Directed by Richard Schenkman under the alias of George Axmith, Angel 4 was unfortunately a pretty disappointing note for the series to end on. Schenkman’s background in music videos and Playboy video documentaries certainly hold him in good stead when it comes to the flashy visual side of the production, but it ultimately comes across as an Angel film in name only, and more of an illegitimate daughter than an official continuation of the same character’s life journey.

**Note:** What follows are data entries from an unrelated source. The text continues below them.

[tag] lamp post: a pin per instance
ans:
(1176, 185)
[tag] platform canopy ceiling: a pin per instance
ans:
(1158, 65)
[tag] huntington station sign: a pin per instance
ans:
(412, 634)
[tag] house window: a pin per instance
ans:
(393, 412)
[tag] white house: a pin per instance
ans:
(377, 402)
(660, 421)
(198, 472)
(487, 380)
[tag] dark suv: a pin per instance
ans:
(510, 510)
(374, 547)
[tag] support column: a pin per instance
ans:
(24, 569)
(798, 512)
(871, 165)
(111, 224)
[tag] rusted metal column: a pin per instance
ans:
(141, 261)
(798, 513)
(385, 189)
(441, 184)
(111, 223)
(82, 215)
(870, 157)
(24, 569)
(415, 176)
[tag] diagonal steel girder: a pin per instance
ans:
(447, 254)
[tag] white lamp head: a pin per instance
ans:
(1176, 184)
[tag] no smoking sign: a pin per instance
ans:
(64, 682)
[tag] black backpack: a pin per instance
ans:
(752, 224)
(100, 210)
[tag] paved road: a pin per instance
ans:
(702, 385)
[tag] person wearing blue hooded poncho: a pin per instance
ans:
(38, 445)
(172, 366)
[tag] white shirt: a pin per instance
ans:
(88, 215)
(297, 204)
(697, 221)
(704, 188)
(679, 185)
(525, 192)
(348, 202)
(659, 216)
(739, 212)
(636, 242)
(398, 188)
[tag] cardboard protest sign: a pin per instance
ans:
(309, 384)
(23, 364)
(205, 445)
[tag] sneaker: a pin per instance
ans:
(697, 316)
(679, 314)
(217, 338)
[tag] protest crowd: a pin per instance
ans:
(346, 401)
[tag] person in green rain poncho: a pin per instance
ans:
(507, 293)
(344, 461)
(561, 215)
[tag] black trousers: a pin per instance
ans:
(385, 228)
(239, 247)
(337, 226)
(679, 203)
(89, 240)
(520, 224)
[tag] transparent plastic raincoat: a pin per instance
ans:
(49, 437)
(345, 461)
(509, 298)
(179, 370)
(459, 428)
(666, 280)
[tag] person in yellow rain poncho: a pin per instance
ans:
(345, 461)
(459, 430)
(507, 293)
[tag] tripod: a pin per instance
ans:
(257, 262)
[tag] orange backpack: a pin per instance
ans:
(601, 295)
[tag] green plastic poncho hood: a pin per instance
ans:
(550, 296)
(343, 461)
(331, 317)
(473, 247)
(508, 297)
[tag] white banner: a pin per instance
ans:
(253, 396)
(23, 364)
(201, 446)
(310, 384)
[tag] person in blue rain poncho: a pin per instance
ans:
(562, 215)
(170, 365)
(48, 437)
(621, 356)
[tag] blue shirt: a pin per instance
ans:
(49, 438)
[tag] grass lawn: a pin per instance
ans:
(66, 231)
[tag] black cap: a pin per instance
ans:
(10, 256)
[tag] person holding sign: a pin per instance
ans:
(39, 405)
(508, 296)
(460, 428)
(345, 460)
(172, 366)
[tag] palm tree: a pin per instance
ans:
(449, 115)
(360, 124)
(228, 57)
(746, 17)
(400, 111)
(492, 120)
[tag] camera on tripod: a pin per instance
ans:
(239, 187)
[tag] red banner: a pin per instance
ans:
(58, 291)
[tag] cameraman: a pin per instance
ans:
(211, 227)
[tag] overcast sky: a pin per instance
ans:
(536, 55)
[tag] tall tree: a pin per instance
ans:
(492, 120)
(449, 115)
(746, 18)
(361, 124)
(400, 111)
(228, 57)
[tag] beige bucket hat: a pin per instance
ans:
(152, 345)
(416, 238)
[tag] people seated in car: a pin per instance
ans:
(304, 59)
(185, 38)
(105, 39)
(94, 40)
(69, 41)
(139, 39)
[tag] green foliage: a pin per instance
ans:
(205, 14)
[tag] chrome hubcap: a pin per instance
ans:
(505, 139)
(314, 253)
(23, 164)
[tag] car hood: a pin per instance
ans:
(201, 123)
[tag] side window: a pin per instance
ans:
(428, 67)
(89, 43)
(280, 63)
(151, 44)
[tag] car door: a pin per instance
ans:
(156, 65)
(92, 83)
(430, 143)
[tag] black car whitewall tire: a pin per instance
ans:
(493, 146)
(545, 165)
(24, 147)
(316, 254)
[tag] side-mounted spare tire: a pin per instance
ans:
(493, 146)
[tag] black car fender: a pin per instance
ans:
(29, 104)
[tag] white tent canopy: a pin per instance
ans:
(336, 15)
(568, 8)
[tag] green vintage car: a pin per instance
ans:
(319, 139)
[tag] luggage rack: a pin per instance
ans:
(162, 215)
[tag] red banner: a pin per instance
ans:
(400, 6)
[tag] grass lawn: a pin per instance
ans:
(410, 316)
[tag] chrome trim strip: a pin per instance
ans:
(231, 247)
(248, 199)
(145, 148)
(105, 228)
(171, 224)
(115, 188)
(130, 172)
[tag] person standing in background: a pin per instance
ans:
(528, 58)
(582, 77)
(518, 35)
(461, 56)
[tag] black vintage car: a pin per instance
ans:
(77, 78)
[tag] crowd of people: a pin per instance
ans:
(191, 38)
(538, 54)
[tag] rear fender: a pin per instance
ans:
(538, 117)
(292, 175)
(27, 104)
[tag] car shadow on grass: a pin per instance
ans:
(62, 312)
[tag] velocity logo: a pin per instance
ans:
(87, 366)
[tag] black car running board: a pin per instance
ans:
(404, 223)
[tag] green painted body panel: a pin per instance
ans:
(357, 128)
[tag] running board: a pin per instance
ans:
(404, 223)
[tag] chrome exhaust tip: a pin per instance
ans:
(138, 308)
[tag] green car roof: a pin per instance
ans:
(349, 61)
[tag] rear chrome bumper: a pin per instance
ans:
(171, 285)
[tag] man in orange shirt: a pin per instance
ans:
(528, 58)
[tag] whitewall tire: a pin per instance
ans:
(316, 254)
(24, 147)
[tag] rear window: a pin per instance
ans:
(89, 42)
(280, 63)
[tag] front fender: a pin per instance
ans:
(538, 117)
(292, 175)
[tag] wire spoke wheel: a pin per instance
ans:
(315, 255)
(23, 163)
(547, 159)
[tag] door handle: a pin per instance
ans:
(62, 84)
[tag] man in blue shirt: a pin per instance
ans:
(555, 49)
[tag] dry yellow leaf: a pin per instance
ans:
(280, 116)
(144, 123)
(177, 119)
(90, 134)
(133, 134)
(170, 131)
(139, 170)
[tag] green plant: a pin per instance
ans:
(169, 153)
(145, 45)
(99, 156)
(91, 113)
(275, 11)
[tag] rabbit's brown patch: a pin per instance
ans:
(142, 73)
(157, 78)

With only a slumming Roddy McDowall providing any real interest amongst the faces in the cast, Angel 4: Undercover (also known as Angel 4: Assault with a Deadly Weapon) was a rather sad ending for a memorable character who perhaps should have stayed in the big hair and neon-electric colour palette of the 1980s, the decade for which she was created and felt most at home in.

While Angel 4 has so far only surfaced on VHS and laserdisc, the first three films finally received the release they deserved when Vinegar Syndrome issued The Angel Collection Blu-ray box set in November of 2019. House in a creative slip-box, The Angel Collection featured stunning, restored transfers of each film, which instantly rendered previous bare-bones DVD releases obsolete, along with a number of interesting featurettes (particularly on the first film). A good companion piece to the Blu-ray set is the nice single-disc soundtrack CD, released by BSX Records by 2014, featuring music from the first three films (though the version of “Something Sweet” included is sadly a recent re-recording, performed by Melody Michalski).

Vinegar Syndrome's impressive Angel Blu-ray box set.